Workshops, Curriculum, and Tutorials

I am a big proponent of freely sharing knowledge. I especially enjoy breaking down complex topics and presenting them in fun and engaging ways. Topics range from statistical analysis, modeling, cloud computing, machine learning, biology, data management, computational reproducibility, and general R & Python programming.

Community Knowledge Sharing

I believe one of the most powerful ways to build community is to leverage the knowledge of the people and create mechanisms for showcasing these unique voices. Below highlights a few communities in which I created websites to collectively present work for the world.

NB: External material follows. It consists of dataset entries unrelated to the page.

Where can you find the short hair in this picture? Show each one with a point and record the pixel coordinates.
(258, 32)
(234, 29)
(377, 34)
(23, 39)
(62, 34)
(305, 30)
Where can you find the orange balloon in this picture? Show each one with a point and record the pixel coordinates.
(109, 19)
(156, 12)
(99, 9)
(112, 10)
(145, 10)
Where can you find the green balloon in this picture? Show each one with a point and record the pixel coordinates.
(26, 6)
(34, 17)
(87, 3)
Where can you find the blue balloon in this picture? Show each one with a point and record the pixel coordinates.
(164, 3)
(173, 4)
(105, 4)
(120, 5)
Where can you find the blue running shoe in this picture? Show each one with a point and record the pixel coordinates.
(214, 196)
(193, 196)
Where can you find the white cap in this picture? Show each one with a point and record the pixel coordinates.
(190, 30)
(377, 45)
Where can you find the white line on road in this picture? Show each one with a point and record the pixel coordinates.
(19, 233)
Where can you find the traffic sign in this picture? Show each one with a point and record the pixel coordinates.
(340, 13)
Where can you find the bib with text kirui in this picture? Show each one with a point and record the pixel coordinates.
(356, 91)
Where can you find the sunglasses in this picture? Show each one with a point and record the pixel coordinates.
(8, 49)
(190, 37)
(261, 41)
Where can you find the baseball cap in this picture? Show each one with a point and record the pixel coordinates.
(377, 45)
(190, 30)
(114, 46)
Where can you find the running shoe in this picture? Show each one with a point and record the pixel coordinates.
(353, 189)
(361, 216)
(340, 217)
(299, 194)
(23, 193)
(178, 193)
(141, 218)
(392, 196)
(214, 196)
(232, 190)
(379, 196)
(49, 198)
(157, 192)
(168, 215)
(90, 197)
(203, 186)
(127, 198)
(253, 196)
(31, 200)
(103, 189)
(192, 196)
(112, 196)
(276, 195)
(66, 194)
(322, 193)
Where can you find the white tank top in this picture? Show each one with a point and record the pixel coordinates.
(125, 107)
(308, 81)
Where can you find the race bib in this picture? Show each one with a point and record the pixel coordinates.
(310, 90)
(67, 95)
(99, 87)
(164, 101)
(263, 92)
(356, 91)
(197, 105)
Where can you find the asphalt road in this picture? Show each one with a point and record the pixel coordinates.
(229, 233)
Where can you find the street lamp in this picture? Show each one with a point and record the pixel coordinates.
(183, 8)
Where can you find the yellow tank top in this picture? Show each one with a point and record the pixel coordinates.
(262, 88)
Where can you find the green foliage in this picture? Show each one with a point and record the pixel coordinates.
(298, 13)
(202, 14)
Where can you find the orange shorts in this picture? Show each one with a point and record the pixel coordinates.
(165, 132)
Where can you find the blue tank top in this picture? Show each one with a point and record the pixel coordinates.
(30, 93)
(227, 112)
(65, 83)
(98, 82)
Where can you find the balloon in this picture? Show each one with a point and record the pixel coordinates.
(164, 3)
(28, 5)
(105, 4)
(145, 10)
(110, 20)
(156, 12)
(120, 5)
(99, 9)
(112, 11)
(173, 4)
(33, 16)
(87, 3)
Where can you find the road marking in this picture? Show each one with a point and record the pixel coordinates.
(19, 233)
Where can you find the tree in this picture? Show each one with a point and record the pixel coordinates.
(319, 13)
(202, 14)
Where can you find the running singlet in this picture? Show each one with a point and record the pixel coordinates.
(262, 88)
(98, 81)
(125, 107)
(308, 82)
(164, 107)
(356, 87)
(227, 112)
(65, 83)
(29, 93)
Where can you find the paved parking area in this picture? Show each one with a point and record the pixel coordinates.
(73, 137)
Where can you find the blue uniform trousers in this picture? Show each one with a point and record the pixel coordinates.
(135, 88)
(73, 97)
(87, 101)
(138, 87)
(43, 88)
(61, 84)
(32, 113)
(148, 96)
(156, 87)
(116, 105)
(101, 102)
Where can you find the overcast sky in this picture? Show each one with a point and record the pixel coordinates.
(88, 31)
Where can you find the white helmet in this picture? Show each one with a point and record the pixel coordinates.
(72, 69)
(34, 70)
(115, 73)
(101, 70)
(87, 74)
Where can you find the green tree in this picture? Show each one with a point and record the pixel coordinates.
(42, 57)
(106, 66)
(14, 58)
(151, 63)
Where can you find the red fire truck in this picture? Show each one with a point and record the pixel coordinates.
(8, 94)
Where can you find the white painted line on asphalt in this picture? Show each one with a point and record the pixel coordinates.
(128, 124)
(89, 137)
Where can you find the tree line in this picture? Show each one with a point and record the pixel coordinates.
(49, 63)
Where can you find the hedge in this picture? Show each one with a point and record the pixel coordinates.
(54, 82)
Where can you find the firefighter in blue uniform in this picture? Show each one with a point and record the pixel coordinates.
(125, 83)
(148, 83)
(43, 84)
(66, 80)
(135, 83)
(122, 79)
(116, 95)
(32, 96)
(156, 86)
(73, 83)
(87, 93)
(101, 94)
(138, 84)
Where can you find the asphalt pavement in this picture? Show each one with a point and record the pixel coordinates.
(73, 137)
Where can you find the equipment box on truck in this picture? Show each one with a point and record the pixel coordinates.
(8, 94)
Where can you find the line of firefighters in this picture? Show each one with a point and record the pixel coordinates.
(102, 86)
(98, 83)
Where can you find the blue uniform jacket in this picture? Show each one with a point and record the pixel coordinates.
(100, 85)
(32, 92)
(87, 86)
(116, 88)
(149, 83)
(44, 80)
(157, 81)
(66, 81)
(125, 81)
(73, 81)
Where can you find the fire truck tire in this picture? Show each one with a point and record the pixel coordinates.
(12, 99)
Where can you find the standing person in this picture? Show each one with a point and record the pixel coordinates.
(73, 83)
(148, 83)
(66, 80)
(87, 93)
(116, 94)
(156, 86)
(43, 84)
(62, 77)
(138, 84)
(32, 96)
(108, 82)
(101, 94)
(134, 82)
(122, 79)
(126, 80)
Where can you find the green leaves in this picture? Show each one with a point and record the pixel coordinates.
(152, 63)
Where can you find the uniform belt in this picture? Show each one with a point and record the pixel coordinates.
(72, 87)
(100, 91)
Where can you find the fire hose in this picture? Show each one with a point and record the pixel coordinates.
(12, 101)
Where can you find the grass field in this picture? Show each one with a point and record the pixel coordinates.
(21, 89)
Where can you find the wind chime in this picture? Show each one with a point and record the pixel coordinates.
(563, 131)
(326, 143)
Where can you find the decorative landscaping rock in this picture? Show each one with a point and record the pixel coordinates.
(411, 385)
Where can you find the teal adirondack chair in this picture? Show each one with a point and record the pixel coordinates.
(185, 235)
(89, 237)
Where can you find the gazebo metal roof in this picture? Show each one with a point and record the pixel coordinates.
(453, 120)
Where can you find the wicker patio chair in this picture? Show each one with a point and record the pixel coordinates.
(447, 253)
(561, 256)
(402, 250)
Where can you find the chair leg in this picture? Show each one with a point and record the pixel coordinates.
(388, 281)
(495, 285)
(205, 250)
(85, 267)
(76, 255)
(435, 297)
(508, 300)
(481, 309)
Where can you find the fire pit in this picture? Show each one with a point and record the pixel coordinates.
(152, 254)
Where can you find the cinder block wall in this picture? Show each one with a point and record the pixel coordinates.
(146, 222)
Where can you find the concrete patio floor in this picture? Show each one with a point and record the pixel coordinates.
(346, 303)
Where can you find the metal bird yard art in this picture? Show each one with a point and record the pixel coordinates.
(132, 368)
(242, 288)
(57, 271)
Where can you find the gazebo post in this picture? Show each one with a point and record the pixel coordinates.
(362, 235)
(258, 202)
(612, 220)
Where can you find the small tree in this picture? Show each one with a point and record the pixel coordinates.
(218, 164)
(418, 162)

  • Data Science by Design (DSxD) - I am a co-founder and lead organizer for this organization which is made up of data scientists, artists, and designers. One of the main activities of DSxD is the sharing of knowledge on best practices of data science. I head the Leadership Team in the organization, editing, and displaying of all contributions. The posts on this blog are also available in print form as a Book
  • Curiosity Data Project - This website includes many tutorials using biodiversity and ecological data. Named after "Cabinet of Curiosities", the types of analyses are wide ranging, such as code for analyzing dinosaur fossils, 3D CT-Scans, Google Earth fire, animal movement data and more. Tutorials go through data retrieval, data cleaning, and exploratory analysis. These works were written by myself, contributors, and a team of UC Berkeley undergraduate interns that I led during the 2018/2019 school year.
  • Eisen Lab Coding Club - As a Postdoc, I led the organization of this body of work from The Eisen Lab at UC Berkeley. We met regularly to share knowledge of computational techniques for analyzing genomic and 3D image data.

In-person Workshops

I have extensive experience teaching coding and computational methodology to groups of people. I often created supplemental online material to accompany my in-person teaching. While I am not as frequently doing in-person workshops due to the inaccessibly of such learning experiences because of the pandemic, I hope the material can still be used and remixed for other purposes.
  • Using Biodiversity and Natural History Museum Databases - This is a talk and workshop that focuses on introducing R users to natural history and biodiversity databases, we further work through an exploratory analysis in R using the Neotoma database.
  • The Data Science of Shape Using Momocs - This tutorial explores the use of the Momocs R package for doing 2D morphometric analysis.
  • Reproducible Research Version Control Lesson for Data Carpentry - This lesson teaches the concept of version control using git. The lesson begins with a slides describing the motivations for using version control and Github. The first activity is a follow along partner activity which explores git in GitHub only (02-git-in-github). Since the project is never brought locally onto the students computer, the students do not need to install git for this project. The second activity starts with a demo in RStudio which can be followed along if the students have installed git (03-git-in-rstudio). This activity introduces the students to using git on their computers.
  • How to Fully Explore Your Clustering Results using ggplot and kohonen R packages - This tutorial using the Titanic Survival dataset as a basis to learn clustering using Self Organizing Maps (SOM). The focus is on how to visualize the results to ensure full understanding behind the clustering algorithm.
  • Evo Devo Module - This class is about my favorite field of biology - Evolutionary Development, often nicknamed Evo Devo. It is a lecture and lab that can be taught in about a three hour period. The lab uses fresh cut flowers to explore evo-devo concepts and plant evolutionary biology. I taught this lesson at three different colleges and universities.
  • MACS2 to explore ChIP-Seq data - This lesson was built and taught when I TAd a Genomics course (BIS180L) at UC Davis with Julin Maloof.
  • Introduction to Git and GitHub - This was written and taught with Matthias Bussonnier for the Hacker Within group at UC Berkeley.
  • Reproducible Science Workshop on Tools, Resources, and Practices
  • Reproducible Research Organization Lesson - Full workshop that I co-wrote and co-taught on two occasions.


These tutorials were created to be stand alone for self-taught learning or be a module for a larger course.
  • Become a Superhero, Handle Your Data with R: This is a beginner R course aimed at learners with no programming experience. I originally wrote this course for high school students, but this work has been used in several undergraduate and graduate courses over the years. Since I wrote it when I first started using R, the tutorial has some very valuable insights and conceptual knowledge that is usually glossed over in other beginner tutorials.
  • Gene Expression analysis Self Organizing Maps Tutorial: This tutorial was written for several research groups interested in using Self Organizing Maps (SOM) for gene expression analysis. The benefit of using SOM clustering, as opposed to other clustering algorithms for gene expression analysis, is that you can constrain clustering based on many variables, such as genotype.
  • Tutorial on Mixed effect Linear Modeling - This is a tutorial on how to analyze data with Mixed Effect Linear Modeling in R using the lme4 R package that I co-opted from Dan Chitwood.


  • Using AWS for Neural Networks - This documentation was written for my research team to build Neural Networks on Amazon Web Services.
  • BIS180 L - This is a wonderful course designed by Julin Maloof. I TAd this course when I was pursuing my PhD at UC Davis.